Challenges enabling Gloo to choose which NIC ports to utilize for a given CCL operation

Currently, the application/ML framework will choose which NIC port must be used to run a given CCL operation (op).
However, the application/ML framework has a limited understanding of NIC port load, or how much NIC bandwidth a given CCL op will require.
Therefore, the scheduling algorithms which could be employed have limited insight into CCL performance, and cannot respond dynamically to network conditions.
This results in another key challenge: Gloo relies on the application/ML framework for key decisions around NIC ports, including choosing which NIC port to use & how to load balance across them.

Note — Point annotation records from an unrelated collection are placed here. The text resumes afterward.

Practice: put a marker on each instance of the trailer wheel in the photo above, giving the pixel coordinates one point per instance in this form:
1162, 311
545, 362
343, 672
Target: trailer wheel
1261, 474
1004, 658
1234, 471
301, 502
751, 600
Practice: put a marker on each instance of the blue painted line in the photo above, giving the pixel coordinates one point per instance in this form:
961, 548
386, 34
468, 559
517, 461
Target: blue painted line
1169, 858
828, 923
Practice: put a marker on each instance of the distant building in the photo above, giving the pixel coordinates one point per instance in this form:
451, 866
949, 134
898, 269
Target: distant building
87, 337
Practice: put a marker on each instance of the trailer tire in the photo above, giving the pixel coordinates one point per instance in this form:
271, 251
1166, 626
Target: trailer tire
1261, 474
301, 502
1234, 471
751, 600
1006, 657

Gloo is responsible for decomposing collective operations to point-to-point data transfers.
By tracking the point-to-point transfers currently underway and/or leveraging NIC statistics, Gloo can understand the current load on each NIC port.
Gloo can also know ahead of time how much load any given CCL operation will generate.
Gloo can also most effectively utilize physical network topology information in a load balancing algorithm.
For example, Gloo may choose to send a point-to-point transfer to a more highly loaded NIC if it results in fewer network hops.
Additionally, Gloo could leverage multiple transports within a single CCL operation, if that resulted in optimal CCL performance.
For example, Gloo could communicate over shared memory with a peer on the same machine, but over RDMA or TCP to a remote peer.

For all these reasons, Gloo is best positioned to load balance across NIC ports, rather than the application/ML framework.

Challenges in Gloo's CPU core utilization

Gloo's approach towards thread management has room for Gloo to do more.

First, Gloo provides synchronous interfaces, and forces applications/ML frameworks to decide which thread processes a given CCL operation.
This means the choice of worker thread for a given CCL op is outside of Gloo's control.
Secondly, by leaving the choice of worker thread up to the application/ML framework, the application/ML framework must also handle any NUMA awareness around input/output data, NIC port, and worker thread.
Finally, Gloo is wholly dependent on the application/ML framework for deciding how worker threads are launched, if they are pinned to specific CPUs, etc.
Each of these characteristics can have major performance implications for Gloo.
With Gloo's current APIs, the key challenge of fully utilizing CPU cores to process CCL ops is left to the application/ML framework.

In PyTorch's ProcessGroupGloo, each instance spawns two worker threads that round-robin processing of CCL ops.
Since the ProcessGroupGloo worker threads are scope-bound to a single ProcessGroupGloo instance, it is possible to result in uneven load distribution where CCL ops on ProcessGroupGloo instance A are waiting to be executed, even though ProcessGroupGloo instance B has idle threads.
Additionally, it could be that a given PyTorch application only needs N worker threads to process CCL ops, but has to spawn many more threads than N with the current ProcessGroupGloo worker thread model.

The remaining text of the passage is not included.